From the article:
The same thing should be done for our relational systems. The Ops part of DevOps needs to be using monitoring and instrumentation to measure performance, adding capacity as appropriate, which should be before users realize there's an issue. With today's virtual systems, adding CPU and RAM usually is fairly easy, and it's easy in the cloud as well.
Of course, all this monitoring isn't just to add capacity. Having a better sense of what's going on can help you pinpoint poor code. Getting someone to fix that code becomes a lot easier if you can show that better code would cost less for our systems. It can be amazing how much more developers care about their code when the CFO gets involved.
I realize that this article is mostly about hardware and that it wasn't intentional but I think it a bit funny that you have the order of those two paragraphs as they are and mention code almost as if it should be a second thought rather than the first.
The company that I work at went through a pretty good hardware upgrade in May of 2010. It didn't help their performance problems. When I started working there in Nov 2011, they had multiple daily "outages" on the floor while batch jobs ran and, when they weren't running, the screen returns were slow (frequently >5 seconds and many up to 22 seconds). We fixed a lot of code in the year after that and things were much improved but a lot of screens still to up to 22 seconds to return. The batch runs ran faster because they rewrote the RBAR to be more column based and many of the runs dropped from 8 hours in duration to just 4 or so. Notice I didn't say "set based"; they still used Scalar and Multi-Statement functions a lot.

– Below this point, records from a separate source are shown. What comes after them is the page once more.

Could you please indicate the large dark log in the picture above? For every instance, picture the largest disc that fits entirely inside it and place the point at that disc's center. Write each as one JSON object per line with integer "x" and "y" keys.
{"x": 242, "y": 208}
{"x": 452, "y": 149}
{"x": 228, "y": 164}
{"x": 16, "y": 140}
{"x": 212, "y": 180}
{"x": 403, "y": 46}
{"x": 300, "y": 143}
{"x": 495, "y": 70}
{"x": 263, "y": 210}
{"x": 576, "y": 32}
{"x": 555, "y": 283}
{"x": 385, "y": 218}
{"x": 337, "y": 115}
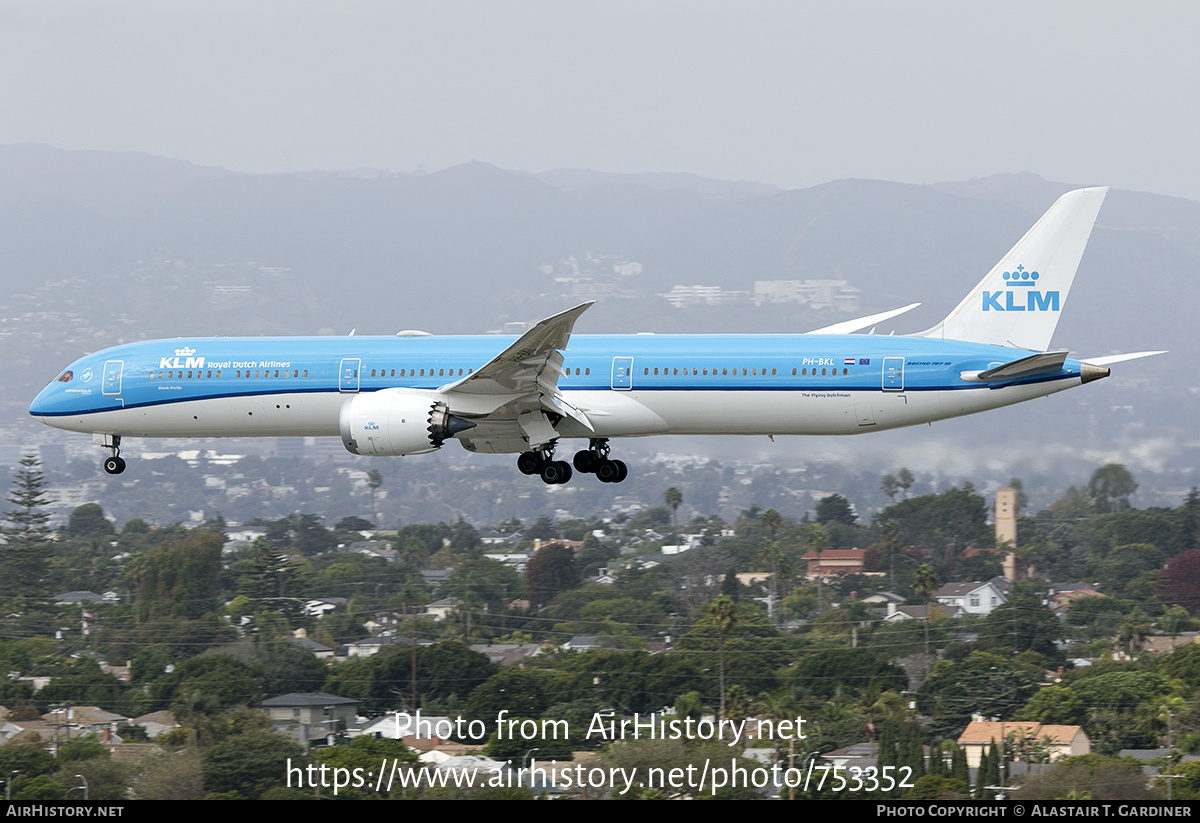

Over the years, the business grew a huge amount and so did the database (started with 65GB... now have multiple DBs that exceed a Terabyte). The perception was that we needed more memory and the cost of memory for the now 7 year old machines exceeded what it would cost to stand up more modern machines and so we went through another hardware upgrade (replacement, actually) in 2016. The hardware is great. Monster SAN, really good/modern on premise box with 32 CPUs instead of just 16, 256GB of ram instead of just 128, and a monster 3TB SSD disk caching system. Basically, we doubled the size and resources available. Everyone expected great things... except me, because I've been through this more than a couple of times.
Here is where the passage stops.